As described above, zebrafish mainly use the right eye while approaching a novel object, probably to inhibit a premature response and to sustain viewing until a decision is reached (Miklosi & Andrew 1999). This preferential eye use is inverted in the mutant fish in which the direction of habenular laterality is inverted (Barth et al. 2005). This suggests that the difference in the left and right habenulae sets up different thresholds for triggering behavioral programs. The extent of threshold differences between the left and right eye systems could be adjusted by variations in the level of Notch activity in the left and right habenular primordium among different species of animals.
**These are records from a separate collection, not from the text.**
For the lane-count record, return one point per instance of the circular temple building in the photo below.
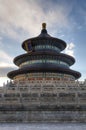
(44, 61)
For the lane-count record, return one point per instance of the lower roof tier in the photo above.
(26, 70)
(44, 55)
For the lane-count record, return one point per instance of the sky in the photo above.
(22, 19)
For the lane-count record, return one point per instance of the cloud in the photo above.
(22, 16)
(5, 70)
(70, 49)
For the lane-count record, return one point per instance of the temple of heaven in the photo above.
(43, 60)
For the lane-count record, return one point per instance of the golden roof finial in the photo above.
(43, 25)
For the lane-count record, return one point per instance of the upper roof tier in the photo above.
(43, 38)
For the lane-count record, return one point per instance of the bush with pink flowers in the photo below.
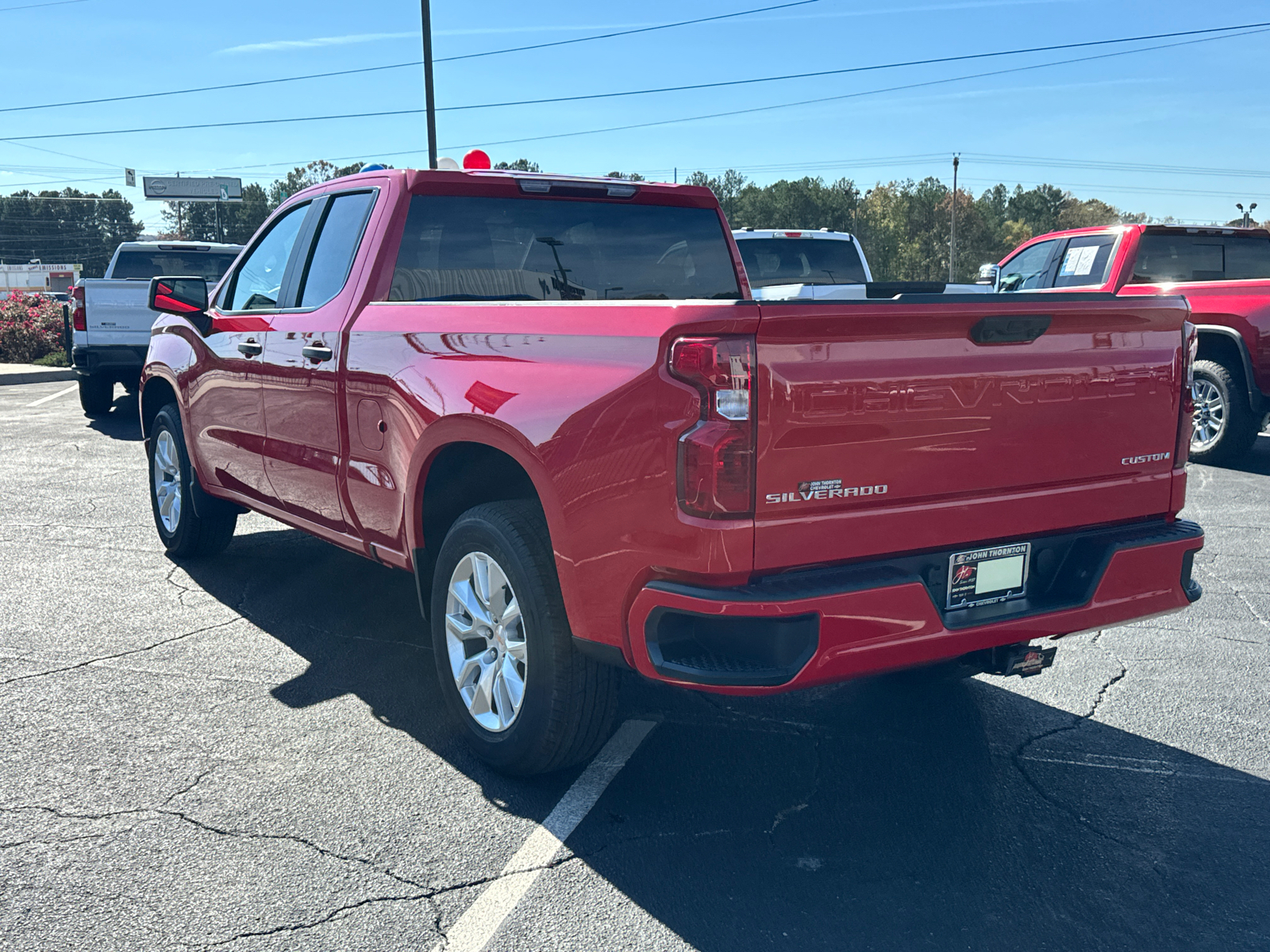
(31, 327)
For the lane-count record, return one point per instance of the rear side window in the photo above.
(530, 249)
(800, 262)
(1026, 271)
(1176, 257)
(145, 266)
(1085, 262)
(336, 247)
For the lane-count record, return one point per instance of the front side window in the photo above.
(800, 262)
(144, 266)
(337, 245)
(1175, 257)
(1085, 262)
(539, 249)
(1026, 271)
(258, 281)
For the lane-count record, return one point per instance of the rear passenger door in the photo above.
(300, 368)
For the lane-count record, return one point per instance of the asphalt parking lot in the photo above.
(251, 753)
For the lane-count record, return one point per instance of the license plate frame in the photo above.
(1001, 562)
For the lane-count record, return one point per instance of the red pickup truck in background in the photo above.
(1225, 276)
(556, 403)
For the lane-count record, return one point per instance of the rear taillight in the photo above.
(1187, 416)
(79, 321)
(717, 456)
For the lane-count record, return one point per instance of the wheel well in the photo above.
(1225, 351)
(464, 475)
(156, 397)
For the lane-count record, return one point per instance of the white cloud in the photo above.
(277, 44)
Brain asymmetry is implicated in influencing the social behavior of animals of the same species. Concordance in laterality may allow the animals to coordinate their behavior when a group encounters the same situation (Vallortigara & Rogers 2005). Therefore, the first step in habenular lateralization, that is, unilateral and concordant Nodal activation in the left habenular primordium, may be involved in defining concordance in animal behavior. The second step, that is, differential Notch activation in the left and right habenulae, may be responsible for fine tuning the levels of concordance in animal behavior depending on how coordinated the social behaviors of individual species need to be.
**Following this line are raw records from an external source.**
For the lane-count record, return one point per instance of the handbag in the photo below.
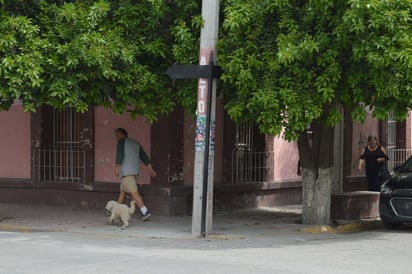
(383, 173)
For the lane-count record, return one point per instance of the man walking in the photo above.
(128, 155)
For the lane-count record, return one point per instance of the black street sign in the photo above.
(193, 71)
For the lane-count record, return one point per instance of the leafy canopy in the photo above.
(288, 63)
(85, 53)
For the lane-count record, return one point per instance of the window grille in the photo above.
(248, 163)
(60, 159)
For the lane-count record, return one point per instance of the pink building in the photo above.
(66, 158)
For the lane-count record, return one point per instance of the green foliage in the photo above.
(86, 53)
(289, 63)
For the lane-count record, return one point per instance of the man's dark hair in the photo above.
(121, 131)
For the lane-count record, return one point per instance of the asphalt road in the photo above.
(376, 251)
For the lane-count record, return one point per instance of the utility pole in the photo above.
(202, 216)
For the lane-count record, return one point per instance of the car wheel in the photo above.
(388, 225)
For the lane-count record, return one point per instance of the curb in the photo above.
(18, 228)
(346, 228)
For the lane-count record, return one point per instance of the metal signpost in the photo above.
(205, 115)
(208, 72)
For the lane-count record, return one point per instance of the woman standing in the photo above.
(374, 156)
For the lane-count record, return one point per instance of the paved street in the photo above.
(65, 240)
(376, 251)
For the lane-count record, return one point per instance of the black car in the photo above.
(395, 204)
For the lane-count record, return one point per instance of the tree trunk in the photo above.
(316, 158)
(316, 195)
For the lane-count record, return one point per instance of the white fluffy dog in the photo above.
(120, 211)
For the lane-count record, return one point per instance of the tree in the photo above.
(86, 53)
(291, 64)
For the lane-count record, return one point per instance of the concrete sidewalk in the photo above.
(263, 222)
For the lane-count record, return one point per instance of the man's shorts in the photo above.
(129, 184)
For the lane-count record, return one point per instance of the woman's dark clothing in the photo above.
(372, 167)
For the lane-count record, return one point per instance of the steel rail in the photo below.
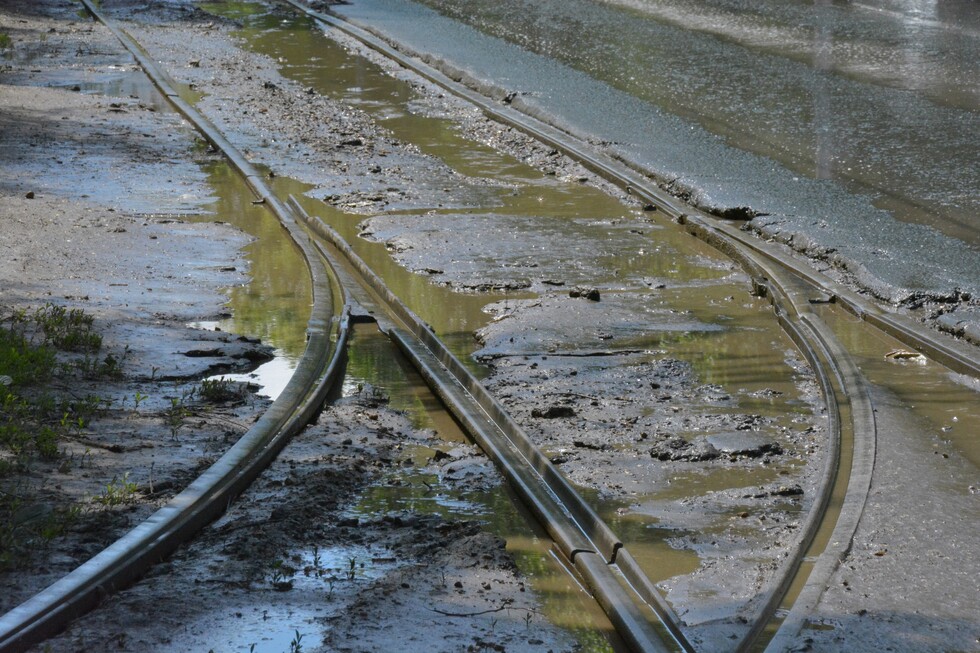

It is not known how the habenulae on both sides are differentially involved in setting thresholds for triggering behavior. The dorsal conduction system relayed by the habenular nuclei, and the visuomotor transformation system in the tectum/superior colliculus may interact via the afferent projections from the midbrain dopaminergic neurons and the hindbrain serotonergic neurons into the tectum/superior colliculus, or indirectly via the basal ganglia (McHaffie et al. 2005). Further exploitation of modern genetic manipulation technologies as introduced in this review will help answer these questions, especially now a wider choice of techniques is available for tissue-specific transgene expression, for example, use of Tol2-mediated enhancer trap lines for the Gal4VP16/UAS gene expression system (Kawakami et al. 2004), or bacterial artificial chromosome or P1-derived artificial chromosome-clone mediated transgenesis (Kimura et al. 2006; Sassa et al. 2007).
Conflict of Interest
No conflict of interest has been declared by H. Okamoto, T. Sato or H. Aizawa.